Der Beginn des Unglücks fiel zeitlich fast haargenau mit der Entdekkung einer ebenso rätselhaften wie unheimlichen Erscheinung zusammen. Dabei handelte es sich jedoch keineswegs – wie es anfangs den Anschein haben mochte – um einen Zufall.

Der Ausguck im Großmars der wuchtig gebauten, etwas schwer zu manövrierenden Dreimast-Galeone aus Genua hatte im Westen, dort, wo die Korallenriffe der Insel Martinique liegen mußten, im Wasser einen Trichter von beängstigenden Ausmaßen gesichtet, einen Strudel, der nach Meinung von Kapitän Fosco Sampiero nur durch das Aufeinandertreffen widriger Meeresströmungen entstanden sein konnte.

Die „Novara“ segelte mit Backstagsbrise aus Nordosten auf westlichem Kurs, über Backbordbug liegend also, auf den Dominica-Kanal zu, der Martinique von der weiter nördlich liegenden Insel Dominica trennte. Das Ziel des Schiffs war Neuspanien, wo der größte Teil der Besatzung abmustern und an Land gehen würde, um eine neue, vielverheißende Existenz aufzubauen und auf die Suche nach Bodenschätzen zu gehen.

Weder Sampiero noch seine Offiziere teilten die allzu optimistischen Vorstellungen und Zukunftspläne dieser Menschen, doch es lag ihnen fern, die Emigranten ihrer Träume zu berauben.

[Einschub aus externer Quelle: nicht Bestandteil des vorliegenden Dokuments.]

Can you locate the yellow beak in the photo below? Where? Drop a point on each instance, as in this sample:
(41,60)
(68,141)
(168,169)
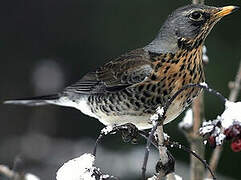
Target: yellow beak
(226,10)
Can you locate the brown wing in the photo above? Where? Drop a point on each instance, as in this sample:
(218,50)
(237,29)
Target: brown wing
(128,69)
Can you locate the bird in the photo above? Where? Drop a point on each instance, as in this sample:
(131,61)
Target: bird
(129,88)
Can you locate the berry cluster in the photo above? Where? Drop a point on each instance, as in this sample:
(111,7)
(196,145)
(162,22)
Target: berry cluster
(213,134)
(233,133)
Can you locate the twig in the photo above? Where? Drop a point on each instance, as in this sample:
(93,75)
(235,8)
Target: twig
(198,1)
(165,159)
(162,117)
(197,170)
(196,155)
(235,90)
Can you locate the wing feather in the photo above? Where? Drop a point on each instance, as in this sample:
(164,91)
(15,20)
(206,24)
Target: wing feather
(127,70)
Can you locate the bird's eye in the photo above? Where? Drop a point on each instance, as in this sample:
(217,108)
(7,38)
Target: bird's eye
(196,15)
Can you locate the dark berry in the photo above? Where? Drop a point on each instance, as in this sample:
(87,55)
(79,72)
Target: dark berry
(212,141)
(236,145)
(233,132)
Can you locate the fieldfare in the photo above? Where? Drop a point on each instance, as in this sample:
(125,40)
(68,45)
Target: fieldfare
(129,88)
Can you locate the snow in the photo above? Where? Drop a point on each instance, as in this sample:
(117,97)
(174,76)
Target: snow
(204,84)
(106,130)
(166,136)
(208,127)
(178,177)
(219,139)
(187,121)
(205,57)
(80,168)
(29,176)
(231,115)
(159,113)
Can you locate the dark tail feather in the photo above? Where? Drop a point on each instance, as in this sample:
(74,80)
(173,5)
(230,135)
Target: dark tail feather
(34,101)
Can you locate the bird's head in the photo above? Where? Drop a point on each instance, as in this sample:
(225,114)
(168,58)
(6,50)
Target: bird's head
(189,24)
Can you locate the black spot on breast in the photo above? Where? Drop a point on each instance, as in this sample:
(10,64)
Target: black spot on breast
(146,94)
(132,101)
(137,104)
(163,60)
(143,100)
(153,88)
(111,107)
(182,67)
(171,55)
(163,78)
(128,105)
(175,61)
(165,92)
(111,99)
(137,96)
(159,90)
(158,100)
(195,76)
(153,77)
(148,87)
(166,69)
(159,64)
(103,108)
(174,75)
(141,87)
(154,55)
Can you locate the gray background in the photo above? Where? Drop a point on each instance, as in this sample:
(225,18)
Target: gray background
(46,45)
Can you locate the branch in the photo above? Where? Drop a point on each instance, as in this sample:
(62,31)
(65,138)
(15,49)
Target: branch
(161,116)
(235,89)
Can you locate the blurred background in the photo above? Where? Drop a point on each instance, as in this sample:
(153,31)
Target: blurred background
(47,45)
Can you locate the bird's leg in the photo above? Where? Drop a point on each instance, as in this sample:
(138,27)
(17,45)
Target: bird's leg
(129,132)
(168,167)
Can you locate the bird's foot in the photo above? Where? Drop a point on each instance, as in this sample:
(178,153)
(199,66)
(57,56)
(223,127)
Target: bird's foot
(129,132)
(166,168)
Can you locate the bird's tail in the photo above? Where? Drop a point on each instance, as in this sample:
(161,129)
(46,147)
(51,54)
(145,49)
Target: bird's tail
(35,101)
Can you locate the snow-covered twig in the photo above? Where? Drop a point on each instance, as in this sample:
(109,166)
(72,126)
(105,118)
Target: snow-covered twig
(10,174)
(81,168)
(235,89)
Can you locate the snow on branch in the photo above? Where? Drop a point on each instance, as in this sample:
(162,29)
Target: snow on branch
(187,121)
(227,126)
(5,172)
(81,168)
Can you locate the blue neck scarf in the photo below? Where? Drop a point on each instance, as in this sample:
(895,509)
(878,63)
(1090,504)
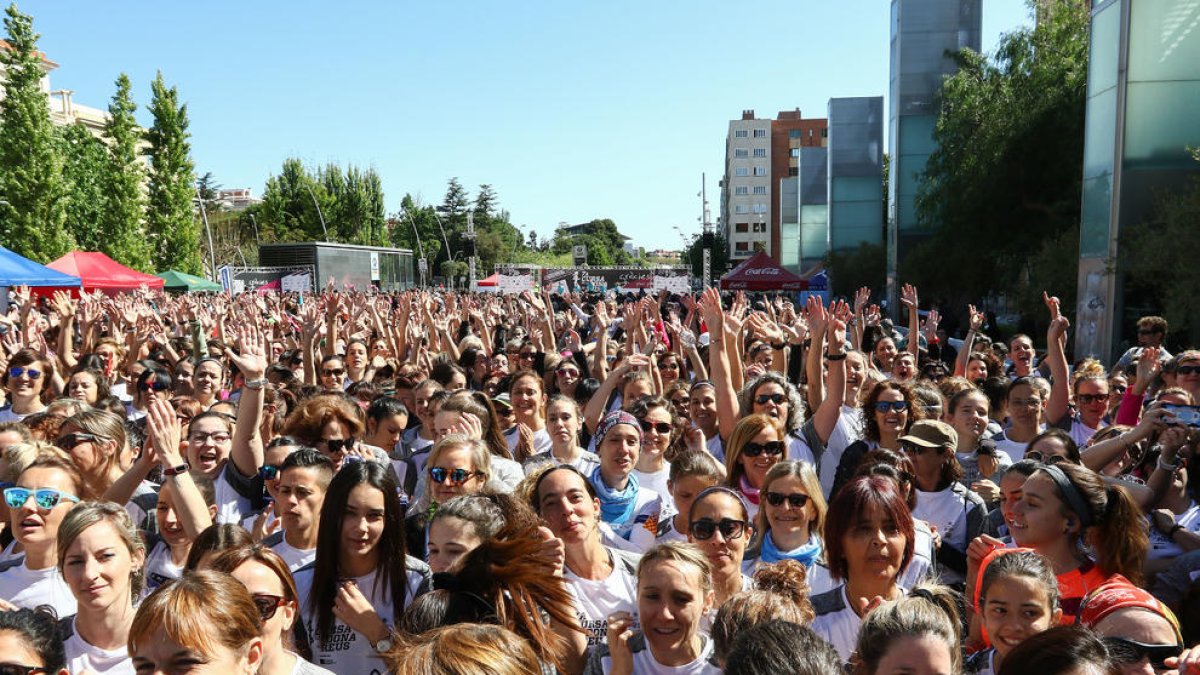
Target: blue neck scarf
(616,507)
(805,555)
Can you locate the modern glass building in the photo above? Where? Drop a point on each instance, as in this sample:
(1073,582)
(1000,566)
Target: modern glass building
(856,172)
(1143,112)
(924,35)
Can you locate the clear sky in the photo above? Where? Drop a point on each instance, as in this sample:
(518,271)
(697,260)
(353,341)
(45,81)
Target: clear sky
(570,109)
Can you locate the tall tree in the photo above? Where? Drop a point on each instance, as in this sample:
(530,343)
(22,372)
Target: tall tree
(85,162)
(124,208)
(172,223)
(33,191)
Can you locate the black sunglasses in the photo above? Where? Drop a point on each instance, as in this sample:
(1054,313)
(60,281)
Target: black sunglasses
(706,527)
(753,449)
(797,500)
(1129,651)
(660,426)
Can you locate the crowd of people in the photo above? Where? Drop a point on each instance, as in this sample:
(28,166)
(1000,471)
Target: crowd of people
(431,483)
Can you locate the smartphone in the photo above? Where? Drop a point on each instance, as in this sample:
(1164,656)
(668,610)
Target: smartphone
(1187,416)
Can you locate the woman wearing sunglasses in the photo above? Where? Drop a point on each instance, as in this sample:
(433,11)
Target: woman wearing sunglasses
(101,556)
(45,493)
(755,446)
(869,542)
(24,381)
(361,580)
(791,515)
(630,509)
(204,623)
(29,644)
(675,591)
(269,581)
(720,527)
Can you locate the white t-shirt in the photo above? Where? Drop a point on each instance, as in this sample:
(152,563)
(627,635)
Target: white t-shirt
(83,656)
(600,662)
(597,599)
(346,650)
(30,589)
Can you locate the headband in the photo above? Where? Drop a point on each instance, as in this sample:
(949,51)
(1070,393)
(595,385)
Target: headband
(1069,493)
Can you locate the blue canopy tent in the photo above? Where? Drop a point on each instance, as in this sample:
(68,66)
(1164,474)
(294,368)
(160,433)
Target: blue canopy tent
(18,270)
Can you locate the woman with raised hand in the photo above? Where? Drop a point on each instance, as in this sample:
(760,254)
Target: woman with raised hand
(675,591)
(361,580)
(102,559)
(204,621)
(869,542)
(269,581)
(631,512)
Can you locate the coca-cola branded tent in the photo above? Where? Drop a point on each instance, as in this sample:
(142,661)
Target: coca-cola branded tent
(760,273)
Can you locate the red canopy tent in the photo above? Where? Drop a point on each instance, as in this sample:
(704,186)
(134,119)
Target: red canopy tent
(760,273)
(101,273)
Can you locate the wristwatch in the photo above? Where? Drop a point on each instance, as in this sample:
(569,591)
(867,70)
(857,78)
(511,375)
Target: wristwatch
(177,470)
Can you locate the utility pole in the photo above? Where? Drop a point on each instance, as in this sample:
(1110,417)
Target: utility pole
(471,250)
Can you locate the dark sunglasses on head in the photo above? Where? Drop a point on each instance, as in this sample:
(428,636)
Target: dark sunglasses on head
(339,444)
(706,527)
(797,499)
(267,604)
(660,426)
(1128,651)
(778,399)
(69,441)
(18,370)
(45,497)
(753,449)
(456,476)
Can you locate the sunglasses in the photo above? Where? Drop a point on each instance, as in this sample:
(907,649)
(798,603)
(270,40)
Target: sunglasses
(753,449)
(339,444)
(1128,651)
(456,476)
(706,527)
(796,500)
(660,426)
(69,441)
(17,371)
(1050,460)
(267,604)
(45,497)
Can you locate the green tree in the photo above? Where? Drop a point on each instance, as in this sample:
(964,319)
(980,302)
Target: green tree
(123,213)
(172,225)
(85,162)
(33,190)
(1002,190)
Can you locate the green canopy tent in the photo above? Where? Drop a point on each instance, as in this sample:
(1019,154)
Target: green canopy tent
(181,282)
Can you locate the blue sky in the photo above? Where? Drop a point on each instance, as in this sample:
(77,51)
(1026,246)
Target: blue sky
(571,111)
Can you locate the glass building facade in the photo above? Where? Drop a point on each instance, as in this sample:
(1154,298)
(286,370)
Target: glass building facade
(856,172)
(1143,113)
(924,35)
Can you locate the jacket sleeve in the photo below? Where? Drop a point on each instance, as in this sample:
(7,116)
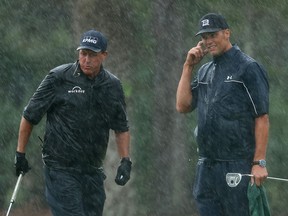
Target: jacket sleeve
(257,85)
(41,100)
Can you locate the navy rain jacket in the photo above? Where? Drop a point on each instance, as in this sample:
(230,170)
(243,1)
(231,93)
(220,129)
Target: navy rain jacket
(229,93)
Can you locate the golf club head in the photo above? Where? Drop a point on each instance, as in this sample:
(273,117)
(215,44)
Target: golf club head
(233,179)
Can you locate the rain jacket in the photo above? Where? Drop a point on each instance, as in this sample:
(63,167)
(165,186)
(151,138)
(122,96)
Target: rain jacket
(229,93)
(258,204)
(80,112)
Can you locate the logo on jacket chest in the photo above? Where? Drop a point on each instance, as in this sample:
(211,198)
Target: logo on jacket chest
(76,90)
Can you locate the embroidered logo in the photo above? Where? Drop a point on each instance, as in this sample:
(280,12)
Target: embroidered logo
(76,90)
(93,40)
(205,22)
(229,78)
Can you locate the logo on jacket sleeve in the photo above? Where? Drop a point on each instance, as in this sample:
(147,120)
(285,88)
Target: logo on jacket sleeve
(76,90)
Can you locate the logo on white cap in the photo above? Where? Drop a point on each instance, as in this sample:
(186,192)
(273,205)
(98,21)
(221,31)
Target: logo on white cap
(205,22)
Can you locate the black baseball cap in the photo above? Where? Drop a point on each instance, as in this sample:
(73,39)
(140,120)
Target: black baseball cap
(93,40)
(212,22)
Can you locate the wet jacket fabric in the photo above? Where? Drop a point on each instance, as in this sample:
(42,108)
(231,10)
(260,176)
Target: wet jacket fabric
(258,203)
(80,112)
(229,93)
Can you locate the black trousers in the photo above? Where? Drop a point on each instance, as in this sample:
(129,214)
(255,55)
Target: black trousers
(75,193)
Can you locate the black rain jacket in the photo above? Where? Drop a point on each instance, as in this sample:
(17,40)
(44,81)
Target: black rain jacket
(80,112)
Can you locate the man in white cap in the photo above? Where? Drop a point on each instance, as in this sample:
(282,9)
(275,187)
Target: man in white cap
(82,101)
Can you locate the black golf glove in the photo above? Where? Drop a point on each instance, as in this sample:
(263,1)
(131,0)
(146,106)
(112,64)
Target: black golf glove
(21,163)
(123,171)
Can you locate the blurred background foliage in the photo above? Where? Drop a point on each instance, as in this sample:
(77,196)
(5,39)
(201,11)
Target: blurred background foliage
(148,42)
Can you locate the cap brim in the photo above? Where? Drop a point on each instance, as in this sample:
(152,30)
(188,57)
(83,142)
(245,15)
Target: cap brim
(208,31)
(90,48)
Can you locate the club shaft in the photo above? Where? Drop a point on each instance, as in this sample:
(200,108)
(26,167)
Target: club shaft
(16,188)
(269,177)
(15,192)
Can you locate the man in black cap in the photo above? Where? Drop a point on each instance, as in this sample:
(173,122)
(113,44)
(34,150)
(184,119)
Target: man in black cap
(231,97)
(82,101)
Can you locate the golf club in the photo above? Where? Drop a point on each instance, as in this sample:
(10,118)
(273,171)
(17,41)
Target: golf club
(233,179)
(15,192)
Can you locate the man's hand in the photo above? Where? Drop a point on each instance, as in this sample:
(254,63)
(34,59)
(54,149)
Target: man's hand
(21,163)
(195,54)
(123,171)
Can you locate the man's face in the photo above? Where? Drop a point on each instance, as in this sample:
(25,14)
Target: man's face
(217,42)
(90,62)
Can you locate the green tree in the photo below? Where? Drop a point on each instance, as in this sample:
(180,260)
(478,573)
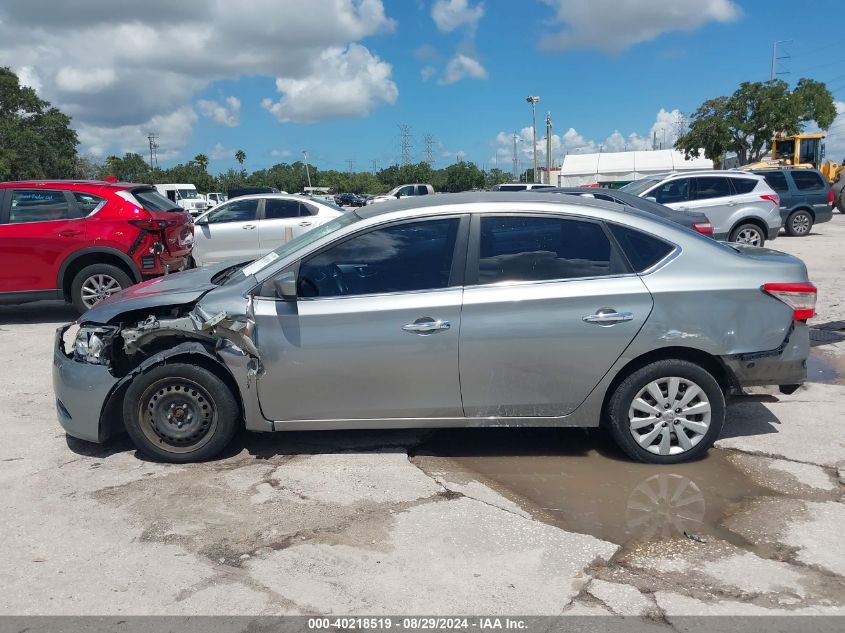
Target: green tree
(746,121)
(36,140)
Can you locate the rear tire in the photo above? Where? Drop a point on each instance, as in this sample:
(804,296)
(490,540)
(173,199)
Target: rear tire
(180,413)
(648,430)
(750,234)
(96,282)
(799,223)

Die „Novara“ war ein Auswanderschiff mit einer Art „Zufallsbesatzung“, einem bunt zusammengewürfelten Haufen von Männern, die die Bezahlung für die Überfahrt dadurch ableisteten, daß sie den schweren Decksdienst versahen. Sampiero hatte vor dem Auslaufen aus Genua ein ganz klares Abkommen mit ihnen getroffen, doch nicht in allen Punkten war diese Vereinbarung von der Mannschaft respektiert worden.

Es gärte an Bord der „Novara“, doch wie stark, wurde Sampiero und den anderen Achterdecksleuten erst vollends bewußt, als es bereits zu spät für entsprechende Gegenmaßnahmen war.

Sampiero und der Steuermann richteten zu diesem Zeitpunkt ihr Augenmerk zum einen auf die vor ihnen liegende Passage und zum anderen auf den Sog, den sie auf jeden Fall in einem weiten Bogen zu umsteuern gedachten. Sampiero, ein großer und kräftiger Mann mit schütterem dunkelblondem Haar, dachte voll Unbehagen daran, was geschehen mochte, wenn ein Segelschiff in solch einen Strudel geriet.

Erst der Ruf des Rudergängers alarmierte den Kapitän und den Steuermann und dann auch den Ersten und den Zweiten Offizier sowie den Bootsmann.

„Signor Capitano!“ schrie der Mann. „Das Ruder gehorcht nicht mehr! Hier – sehen Sie doch!“ Heftig bewegte er den Kolderstock hin und her, der zu einem nutzlosen Knüppel in seinen derben Händen geworden zu sein schien.

Fosco Sampiero und die Offiziere fuhren entsetzt zu ihm herum.

Der Profos an Bord eines Schiffes ist nicht nur der Zuchtmeister, der die Mannschaft notfalls mit dem Stock oder mit der Neunschwänzigen zur Ordnung ruft. Er ist auch der Vertrauensmann des Kapitäns und aller Achterdecksleute, der die Bordgesetze strengstens zu wahren hat, und der Crew die Einhaltung der Disziplin vorbildlich vorexerzieren sollte.

Roi Lodovisi, der Profos der „Novara“, hatte auf der Überfahrt von Genua zur Karibik all dies nur vorgetäuscht, in Wirklichkeit war er ein geborener Intrigant und Aufwiegler, der nur den einen Zweck verfolgte: die „Novara“ an sich zu reißen.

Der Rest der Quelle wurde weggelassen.